By Chris Jaster-Prairie Post
The Road to the Roar will be bypassing Swift Current.
Following the Swift Current Curling Club’s annual general meeting at the Elmwood Golf Course May 9, the club’s executive decided it wouldn’t submit a bid to host the 2013 Canadian Olympic pre-trial event.
“We were intending to bid,” said Clayton Wicks, the club’s vice-president. “The amount of time we had to try to prepare the bid, the amount of changes the bid has compared to the Women's Worlds — we were like bidding on two completely separate entities — and right now our curling membership is down and our revenues are down (are why we decided not to submit a bid).
“We just feel we have to start marketing the club and we didn't feel we had enough knowledge or resources of that event to try to put it on.”
The Canadian Curling Association (CCA) approached the Swift Current Curling Club in March about submitting a bid to host the Road to the Roar. The event features 12 men’s and 12 women’s teams battling for the final two spots in the Canadian Olympic qualifying event, the Roar of the Rings.
In order to host this event, however, the CCA required a $375,000 commitment from the curling club, the municipal government and the provincial government. The curling club would be on tap for $75,000 of that, meaning it would need $150,000 from both the City and provincial government.
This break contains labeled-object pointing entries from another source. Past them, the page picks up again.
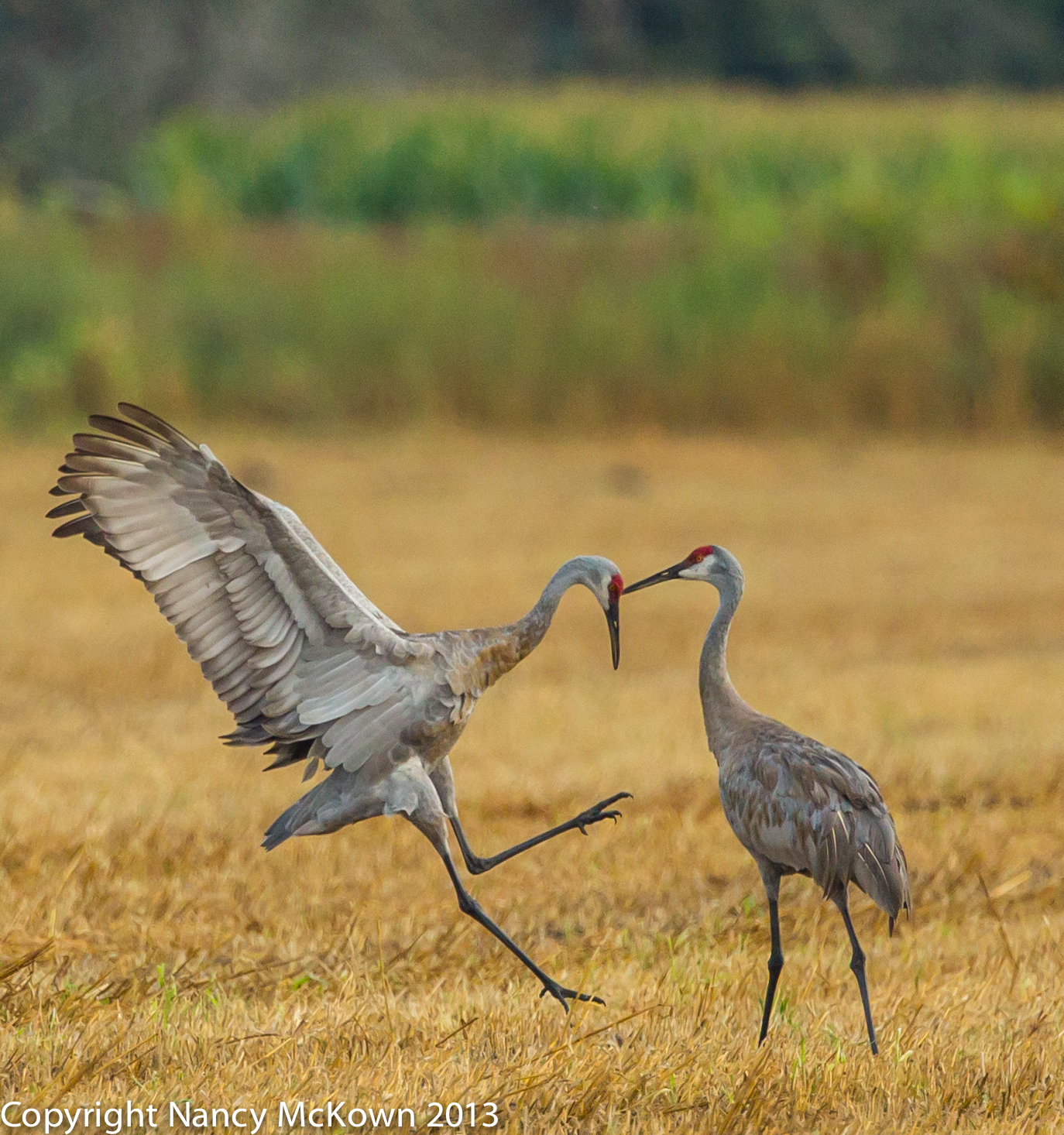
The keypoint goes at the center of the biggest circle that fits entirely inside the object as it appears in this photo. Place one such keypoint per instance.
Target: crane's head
(712, 564)
(603, 579)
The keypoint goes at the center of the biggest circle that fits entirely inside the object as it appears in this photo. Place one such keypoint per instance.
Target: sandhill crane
(798, 806)
(304, 660)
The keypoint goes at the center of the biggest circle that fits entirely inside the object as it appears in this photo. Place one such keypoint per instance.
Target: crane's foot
(601, 811)
(564, 996)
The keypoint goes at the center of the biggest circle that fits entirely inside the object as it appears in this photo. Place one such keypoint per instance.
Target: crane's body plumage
(304, 662)
(798, 806)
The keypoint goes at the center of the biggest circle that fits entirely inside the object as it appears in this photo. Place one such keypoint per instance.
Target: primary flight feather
(304, 662)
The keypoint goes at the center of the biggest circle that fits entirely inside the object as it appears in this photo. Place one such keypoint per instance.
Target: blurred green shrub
(700, 261)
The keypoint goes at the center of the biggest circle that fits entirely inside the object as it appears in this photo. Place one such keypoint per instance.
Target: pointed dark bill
(613, 621)
(660, 577)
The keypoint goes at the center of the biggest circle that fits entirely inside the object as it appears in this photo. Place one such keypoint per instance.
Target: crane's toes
(564, 996)
(601, 811)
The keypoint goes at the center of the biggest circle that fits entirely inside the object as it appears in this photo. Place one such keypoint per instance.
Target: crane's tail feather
(326, 808)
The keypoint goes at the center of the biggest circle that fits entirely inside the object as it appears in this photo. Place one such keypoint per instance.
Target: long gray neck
(721, 705)
(530, 629)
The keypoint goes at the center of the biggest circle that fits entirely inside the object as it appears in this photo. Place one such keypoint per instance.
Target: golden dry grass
(904, 604)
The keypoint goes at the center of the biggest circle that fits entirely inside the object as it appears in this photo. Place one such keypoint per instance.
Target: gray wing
(295, 650)
(813, 809)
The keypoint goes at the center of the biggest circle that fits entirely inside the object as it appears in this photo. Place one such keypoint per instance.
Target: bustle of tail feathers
(318, 811)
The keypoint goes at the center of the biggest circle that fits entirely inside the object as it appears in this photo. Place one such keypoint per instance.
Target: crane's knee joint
(468, 906)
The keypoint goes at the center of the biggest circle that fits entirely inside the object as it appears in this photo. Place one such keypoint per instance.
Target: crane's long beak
(660, 577)
(613, 621)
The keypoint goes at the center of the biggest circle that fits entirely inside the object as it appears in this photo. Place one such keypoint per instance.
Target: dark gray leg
(428, 818)
(469, 906)
(856, 964)
(475, 864)
(770, 877)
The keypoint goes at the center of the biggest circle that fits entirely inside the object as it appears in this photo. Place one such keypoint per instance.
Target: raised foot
(564, 996)
(599, 811)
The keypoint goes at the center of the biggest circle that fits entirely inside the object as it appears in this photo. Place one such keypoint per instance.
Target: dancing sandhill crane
(304, 660)
(798, 808)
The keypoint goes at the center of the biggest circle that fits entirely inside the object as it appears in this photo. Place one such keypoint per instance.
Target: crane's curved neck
(721, 705)
(530, 630)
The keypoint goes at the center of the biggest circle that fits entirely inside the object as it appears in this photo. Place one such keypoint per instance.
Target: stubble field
(905, 604)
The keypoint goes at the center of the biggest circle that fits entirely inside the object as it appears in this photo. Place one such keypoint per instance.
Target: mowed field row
(904, 604)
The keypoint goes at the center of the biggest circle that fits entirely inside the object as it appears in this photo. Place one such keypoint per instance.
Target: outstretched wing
(297, 652)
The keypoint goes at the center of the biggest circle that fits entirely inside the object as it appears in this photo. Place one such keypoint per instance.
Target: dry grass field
(905, 603)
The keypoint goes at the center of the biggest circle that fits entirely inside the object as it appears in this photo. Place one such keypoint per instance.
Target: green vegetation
(692, 259)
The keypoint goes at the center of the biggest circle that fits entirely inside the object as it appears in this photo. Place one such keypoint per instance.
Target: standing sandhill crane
(798, 808)
(304, 660)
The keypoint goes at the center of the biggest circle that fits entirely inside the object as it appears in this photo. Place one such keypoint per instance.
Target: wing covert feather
(295, 650)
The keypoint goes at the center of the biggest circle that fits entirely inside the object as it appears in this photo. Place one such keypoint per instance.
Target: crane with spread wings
(301, 657)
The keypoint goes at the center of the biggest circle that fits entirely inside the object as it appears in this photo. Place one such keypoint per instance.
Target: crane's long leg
(428, 818)
(856, 964)
(476, 865)
(770, 876)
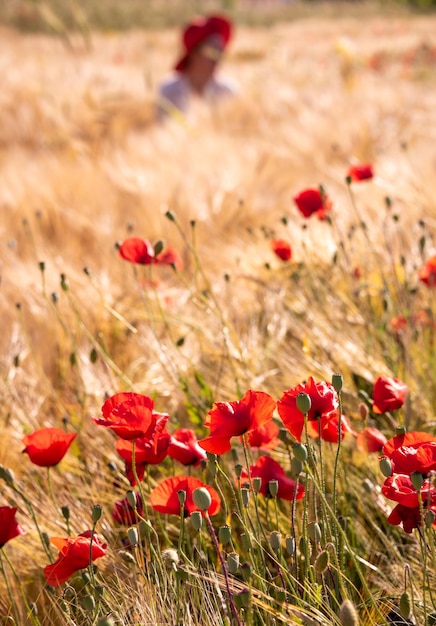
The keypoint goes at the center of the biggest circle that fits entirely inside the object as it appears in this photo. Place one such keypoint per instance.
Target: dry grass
(84, 165)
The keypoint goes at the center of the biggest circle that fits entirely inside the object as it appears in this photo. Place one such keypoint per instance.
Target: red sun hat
(201, 29)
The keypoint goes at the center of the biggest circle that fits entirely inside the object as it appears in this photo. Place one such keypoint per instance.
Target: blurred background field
(84, 165)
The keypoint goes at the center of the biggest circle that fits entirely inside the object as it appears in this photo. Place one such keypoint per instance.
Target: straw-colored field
(83, 165)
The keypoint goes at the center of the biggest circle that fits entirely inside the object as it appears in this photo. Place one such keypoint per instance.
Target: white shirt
(176, 95)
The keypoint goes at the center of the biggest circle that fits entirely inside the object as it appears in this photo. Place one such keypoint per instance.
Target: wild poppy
(370, 440)
(47, 447)
(399, 488)
(137, 250)
(360, 172)
(164, 498)
(9, 527)
(268, 469)
(412, 452)
(409, 517)
(232, 419)
(282, 249)
(128, 414)
(75, 553)
(388, 394)
(313, 202)
(265, 436)
(123, 513)
(184, 447)
(324, 403)
(170, 256)
(427, 274)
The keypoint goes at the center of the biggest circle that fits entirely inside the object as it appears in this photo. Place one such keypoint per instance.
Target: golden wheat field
(84, 165)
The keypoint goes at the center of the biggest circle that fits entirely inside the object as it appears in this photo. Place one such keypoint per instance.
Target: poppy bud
(314, 532)
(246, 571)
(337, 382)
(245, 495)
(132, 535)
(429, 518)
(417, 480)
(65, 510)
(196, 520)
(303, 402)
(386, 466)
(224, 535)
(131, 499)
(238, 470)
(97, 512)
(296, 467)
(242, 599)
(275, 540)
(348, 614)
(405, 607)
(233, 562)
(300, 452)
(246, 541)
(273, 488)
(257, 484)
(322, 562)
(290, 545)
(202, 498)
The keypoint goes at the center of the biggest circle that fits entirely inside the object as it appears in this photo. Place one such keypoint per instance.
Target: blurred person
(195, 74)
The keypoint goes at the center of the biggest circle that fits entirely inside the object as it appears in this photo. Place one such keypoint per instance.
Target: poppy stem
(214, 538)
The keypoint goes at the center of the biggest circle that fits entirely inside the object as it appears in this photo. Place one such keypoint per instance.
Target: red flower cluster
(137, 250)
(427, 274)
(48, 446)
(282, 249)
(233, 419)
(410, 453)
(360, 172)
(313, 202)
(324, 405)
(75, 553)
(388, 394)
(165, 499)
(267, 469)
(9, 527)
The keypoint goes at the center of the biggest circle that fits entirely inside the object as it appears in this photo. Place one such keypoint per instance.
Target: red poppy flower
(231, 419)
(164, 498)
(370, 440)
(74, 555)
(137, 250)
(313, 202)
(282, 249)
(388, 394)
(124, 514)
(184, 447)
(410, 518)
(412, 452)
(399, 488)
(427, 274)
(128, 414)
(48, 446)
(170, 256)
(357, 173)
(267, 469)
(264, 437)
(324, 402)
(9, 527)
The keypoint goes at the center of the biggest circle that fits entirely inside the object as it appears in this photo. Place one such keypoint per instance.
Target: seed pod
(348, 614)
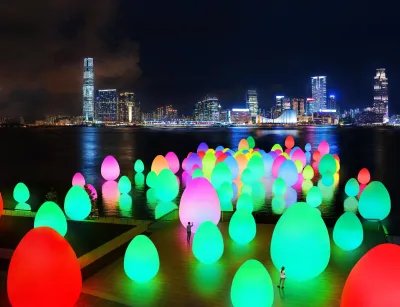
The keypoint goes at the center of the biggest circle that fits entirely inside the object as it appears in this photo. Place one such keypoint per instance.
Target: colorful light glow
(44, 271)
(141, 260)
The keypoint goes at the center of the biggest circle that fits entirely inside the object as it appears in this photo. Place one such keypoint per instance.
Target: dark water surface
(49, 157)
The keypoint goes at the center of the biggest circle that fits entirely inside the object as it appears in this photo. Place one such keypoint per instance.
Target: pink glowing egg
(173, 162)
(78, 180)
(199, 203)
(110, 168)
(159, 163)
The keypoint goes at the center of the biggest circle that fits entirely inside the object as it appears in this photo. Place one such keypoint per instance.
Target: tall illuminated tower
(318, 90)
(381, 95)
(88, 90)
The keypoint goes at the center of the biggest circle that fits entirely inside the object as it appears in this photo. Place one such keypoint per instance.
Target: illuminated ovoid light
(51, 215)
(110, 168)
(288, 172)
(139, 166)
(167, 187)
(44, 271)
(242, 227)
(352, 187)
(348, 232)
(374, 280)
(159, 163)
(173, 162)
(374, 201)
(77, 204)
(199, 203)
(364, 176)
(252, 286)
(78, 179)
(300, 242)
(21, 193)
(208, 244)
(141, 260)
(124, 185)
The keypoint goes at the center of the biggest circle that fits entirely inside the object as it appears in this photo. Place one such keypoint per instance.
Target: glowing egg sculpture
(208, 244)
(199, 203)
(373, 277)
(21, 193)
(348, 232)
(374, 201)
(77, 204)
(252, 286)
(110, 168)
(44, 271)
(141, 260)
(124, 185)
(51, 215)
(78, 179)
(300, 242)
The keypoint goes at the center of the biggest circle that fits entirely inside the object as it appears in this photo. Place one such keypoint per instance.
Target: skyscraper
(381, 95)
(318, 89)
(88, 90)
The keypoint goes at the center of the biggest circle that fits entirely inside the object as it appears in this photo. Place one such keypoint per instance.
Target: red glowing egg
(364, 176)
(374, 280)
(44, 271)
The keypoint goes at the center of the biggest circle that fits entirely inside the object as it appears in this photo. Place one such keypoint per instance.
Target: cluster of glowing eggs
(374, 203)
(242, 227)
(51, 215)
(44, 271)
(348, 232)
(124, 185)
(21, 193)
(252, 286)
(77, 204)
(208, 244)
(300, 242)
(78, 179)
(374, 280)
(199, 203)
(166, 185)
(141, 260)
(110, 168)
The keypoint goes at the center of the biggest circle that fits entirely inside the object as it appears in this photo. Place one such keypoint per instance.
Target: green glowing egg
(348, 232)
(141, 261)
(77, 204)
(245, 202)
(252, 286)
(124, 185)
(374, 201)
(51, 215)
(308, 172)
(220, 174)
(167, 187)
(300, 242)
(352, 187)
(314, 197)
(279, 187)
(21, 193)
(242, 227)
(139, 166)
(208, 245)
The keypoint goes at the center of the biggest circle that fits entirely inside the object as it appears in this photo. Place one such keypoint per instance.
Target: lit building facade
(106, 106)
(318, 89)
(88, 90)
(381, 94)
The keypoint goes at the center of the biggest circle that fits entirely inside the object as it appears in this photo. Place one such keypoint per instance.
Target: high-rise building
(318, 89)
(106, 106)
(381, 94)
(88, 90)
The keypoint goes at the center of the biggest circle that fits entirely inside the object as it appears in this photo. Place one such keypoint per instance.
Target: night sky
(175, 52)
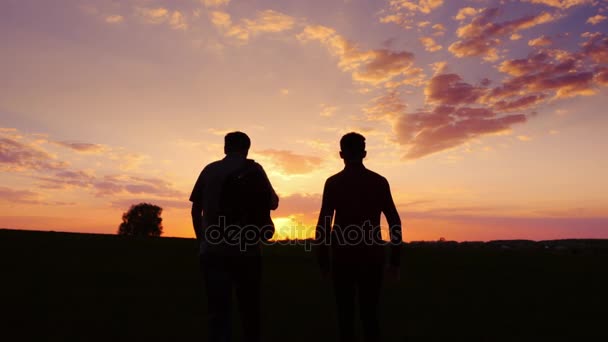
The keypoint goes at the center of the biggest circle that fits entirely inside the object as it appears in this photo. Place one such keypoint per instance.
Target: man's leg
(370, 286)
(344, 291)
(248, 277)
(218, 283)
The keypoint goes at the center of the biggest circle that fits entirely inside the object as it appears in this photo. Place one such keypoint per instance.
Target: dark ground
(83, 287)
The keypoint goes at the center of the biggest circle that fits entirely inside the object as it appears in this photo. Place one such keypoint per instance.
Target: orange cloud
(540, 41)
(423, 6)
(385, 107)
(466, 12)
(114, 19)
(267, 21)
(595, 47)
(83, 147)
(19, 196)
(482, 36)
(449, 89)
(562, 4)
(160, 15)
(425, 133)
(292, 163)
(430, 44)
(215, 3)
(374, 67)
(596, 19)
(17, 156)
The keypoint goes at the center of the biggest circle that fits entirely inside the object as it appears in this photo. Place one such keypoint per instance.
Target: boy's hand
(393, 273)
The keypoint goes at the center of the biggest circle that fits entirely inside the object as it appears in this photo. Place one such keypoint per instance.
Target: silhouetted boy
(235, 198)
(357, 197)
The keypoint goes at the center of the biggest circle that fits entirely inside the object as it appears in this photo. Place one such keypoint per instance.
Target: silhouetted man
(235, 198)
(357, 197)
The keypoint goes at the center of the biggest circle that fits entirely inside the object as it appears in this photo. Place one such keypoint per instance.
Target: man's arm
(394, 226)
(197, 219)
(196, 197)
(274, 199)
(323, 230)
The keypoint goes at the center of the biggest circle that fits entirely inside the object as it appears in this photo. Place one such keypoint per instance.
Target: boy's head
(236, 143)
(352, 147)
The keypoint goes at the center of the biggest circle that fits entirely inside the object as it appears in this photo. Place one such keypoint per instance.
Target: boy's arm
(274, 199)
(394, 226)
(196, 197)
(323, 230)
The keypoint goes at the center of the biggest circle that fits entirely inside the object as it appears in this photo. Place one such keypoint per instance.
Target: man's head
(236, 143)
(352, 147)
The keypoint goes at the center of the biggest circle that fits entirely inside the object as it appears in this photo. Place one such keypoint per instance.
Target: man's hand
(393, 273)
(326, 273)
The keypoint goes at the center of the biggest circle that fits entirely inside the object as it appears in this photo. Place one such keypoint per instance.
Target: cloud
(327, 110)
(562, 4)
(449, 89)
(401, 12)
(307, 205)
(67, 179)
(521, 103)
(177, 21)
(439, 29)
(430, 44)
(83, 147)
(549, 72)
(215, 3)
(595, 47)
(466, 12)
(422, 6)
(482, 36)
(540, 41)
(153, 15)
(292, 163)
(267, 21)
(596, 19)
(126, 203)
(19, 196)
(375, 67)
(425, 133)
(17, 156)
(150, 186)
(159, 15)
(221, 19)
(385, 107)
(114, 19)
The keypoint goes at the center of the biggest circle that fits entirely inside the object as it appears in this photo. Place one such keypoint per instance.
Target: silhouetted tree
(142, 220)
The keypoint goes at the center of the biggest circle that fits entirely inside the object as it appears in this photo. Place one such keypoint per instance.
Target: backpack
(245, 199)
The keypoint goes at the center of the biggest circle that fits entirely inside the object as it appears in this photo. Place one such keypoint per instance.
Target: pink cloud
(82, 147)
(17, 156)
(482, 36)
(292, 163)
(449, 89)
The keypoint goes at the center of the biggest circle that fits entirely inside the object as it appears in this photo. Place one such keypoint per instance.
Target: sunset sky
(488, 118)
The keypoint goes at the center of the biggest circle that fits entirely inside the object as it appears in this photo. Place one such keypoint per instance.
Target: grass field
(82, 287)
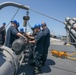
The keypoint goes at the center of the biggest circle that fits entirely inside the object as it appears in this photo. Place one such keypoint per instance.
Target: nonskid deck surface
(53, 66)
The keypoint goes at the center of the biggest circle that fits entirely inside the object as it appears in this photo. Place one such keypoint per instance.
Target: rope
(13, 17)
(47, 16)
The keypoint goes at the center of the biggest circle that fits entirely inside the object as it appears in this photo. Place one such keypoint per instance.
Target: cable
(13, 17)
(46, 16)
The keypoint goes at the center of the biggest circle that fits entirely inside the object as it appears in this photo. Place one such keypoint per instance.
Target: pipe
(4, 4)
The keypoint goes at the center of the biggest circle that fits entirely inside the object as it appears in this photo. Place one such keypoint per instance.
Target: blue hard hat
(14, 21)
(21, 29)
(43, 24)
(4, 23)
(37, 25)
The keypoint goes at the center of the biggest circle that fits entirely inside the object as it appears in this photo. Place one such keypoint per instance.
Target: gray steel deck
(54, 66)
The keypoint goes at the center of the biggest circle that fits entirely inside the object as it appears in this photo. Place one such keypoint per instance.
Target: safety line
(46, 15)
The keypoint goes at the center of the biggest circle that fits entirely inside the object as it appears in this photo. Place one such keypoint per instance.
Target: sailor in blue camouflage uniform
(46, 43)
(38, 40)
(12, 34)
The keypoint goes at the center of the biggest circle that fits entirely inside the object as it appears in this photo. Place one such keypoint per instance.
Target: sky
(58, 9)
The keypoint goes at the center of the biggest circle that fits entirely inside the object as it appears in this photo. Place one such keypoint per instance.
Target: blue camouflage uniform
(46, 43)
(39, 38)
(11, 36)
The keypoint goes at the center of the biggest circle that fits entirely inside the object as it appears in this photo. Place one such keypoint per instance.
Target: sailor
(71, 38)
(46, 43)
(21, 30)
(17, 26)
(38, 40)
(12, 34)
(2, 33)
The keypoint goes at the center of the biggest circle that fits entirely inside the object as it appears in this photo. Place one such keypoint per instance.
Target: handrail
(9, 3)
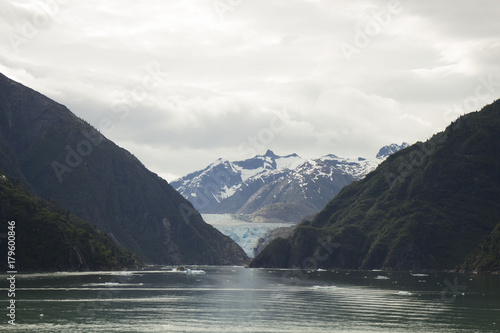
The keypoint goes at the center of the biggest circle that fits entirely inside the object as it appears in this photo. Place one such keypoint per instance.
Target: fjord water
(237, 299)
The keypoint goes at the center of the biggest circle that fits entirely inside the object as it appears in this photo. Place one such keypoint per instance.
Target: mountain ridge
(426, 207)
(248, 186)
(59, 156)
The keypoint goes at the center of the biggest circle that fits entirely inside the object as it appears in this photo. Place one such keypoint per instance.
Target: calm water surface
(235, 299)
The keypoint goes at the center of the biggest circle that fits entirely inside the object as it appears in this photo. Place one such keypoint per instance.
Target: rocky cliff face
(426, 207)
(49, 238)
(59, 156)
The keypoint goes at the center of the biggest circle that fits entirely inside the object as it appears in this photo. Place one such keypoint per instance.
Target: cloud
(225, 79)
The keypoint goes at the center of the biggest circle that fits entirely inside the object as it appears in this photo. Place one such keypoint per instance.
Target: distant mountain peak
(270, 153)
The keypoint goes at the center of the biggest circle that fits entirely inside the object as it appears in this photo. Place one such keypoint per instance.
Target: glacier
(242, 230)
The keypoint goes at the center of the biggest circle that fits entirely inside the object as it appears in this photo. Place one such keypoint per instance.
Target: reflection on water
(235, 299)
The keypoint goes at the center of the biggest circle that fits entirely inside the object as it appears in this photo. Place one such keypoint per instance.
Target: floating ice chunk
(325, 287)
(195, 272)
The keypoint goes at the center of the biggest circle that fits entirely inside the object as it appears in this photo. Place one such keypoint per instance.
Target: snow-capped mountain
(280, 188)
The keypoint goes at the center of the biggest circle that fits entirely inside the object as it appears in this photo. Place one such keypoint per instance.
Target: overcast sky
(182, 83)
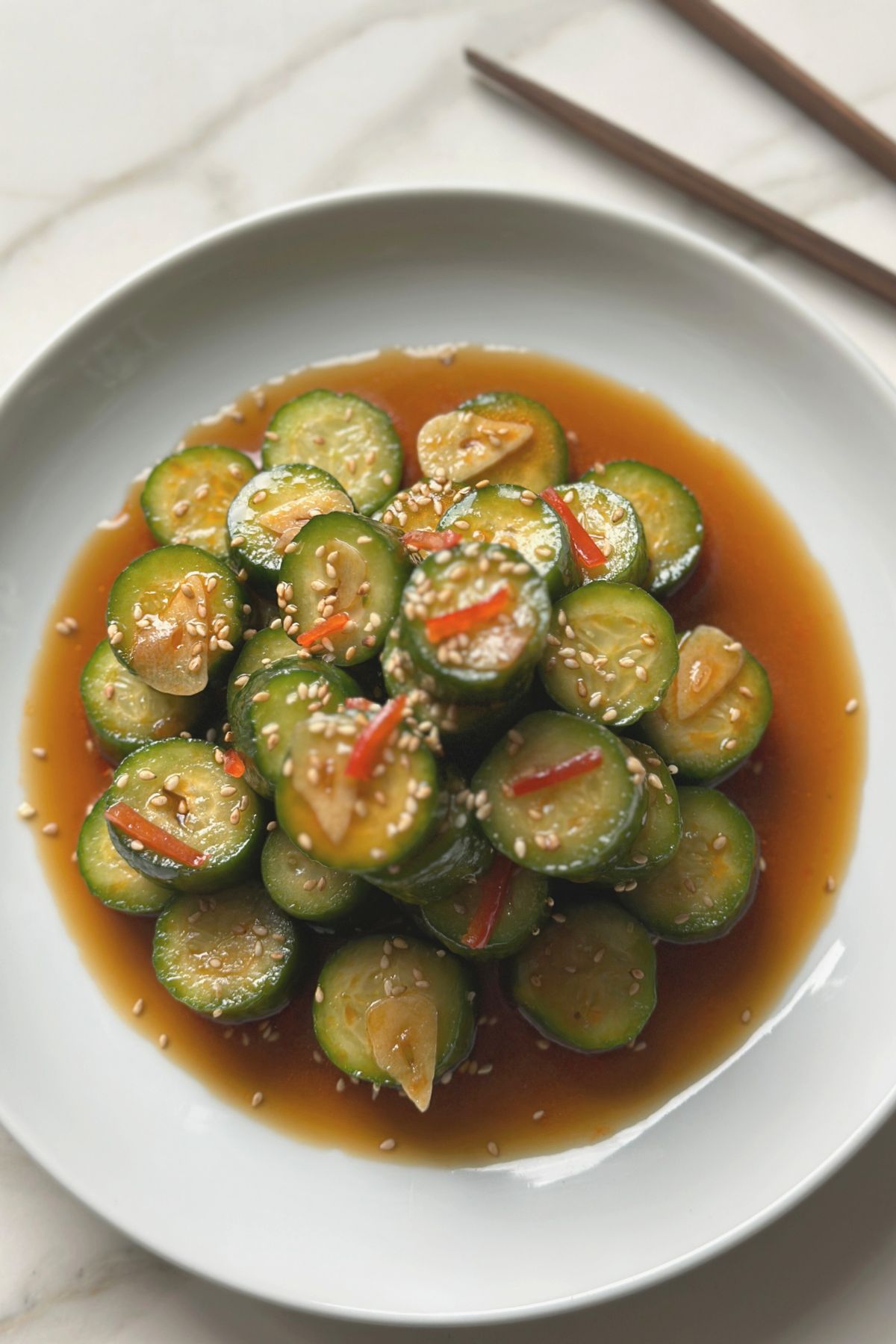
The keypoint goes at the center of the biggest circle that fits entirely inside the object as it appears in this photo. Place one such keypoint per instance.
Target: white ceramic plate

Wicks, who hadn’t negotiated with either government, wasn’t convinced the club would get that much money from either body and he felt he didn't have time to negotiate as the deadline to bid for the event is May 13.
Members of the curling club who attended the AGM also raised concerns that the club would need to raise at least $250,000 from grants and sponsorships just to have a chance to break even from the Road to the Roar. Members believed that would be difficult to attain as the curling club would not have CCA representatives to help it raise the money like it did during the women’s world championships in 2010.
The Swift Current Curling Club would also be responsible for ticket sales and the box office.
Other members were concerned with how the Road to the Roar, which will be held Nov. 6-10, 2013, would upset the minor hockey teams as well as the curling club’s leagues who wanted to use the respective ice surfaces.
Some members were also concerned the event wouldn’t draw as many people who weren’t’ interested in curling as the women’s worlds did.
Since there weren’t enough members at the meeting to reach the club’s quorum of 25, the executive was forced to decide whether to bid for the event.
Although 97 per cent of people who responded to the curling club’s survey were in support of the organization hosting the Olympic pre-trial event, Wicks and the executive decided to listen to the club’s members who attended the AGM.
“Without question I was disappointed in our turnout,” said Wicks. “If there was interest in our club to host something like that we would have had more people here.
“I just don't think our members were interested enough in it and those who were interested enough to be here were concerned, and we have a responsibility to our members.”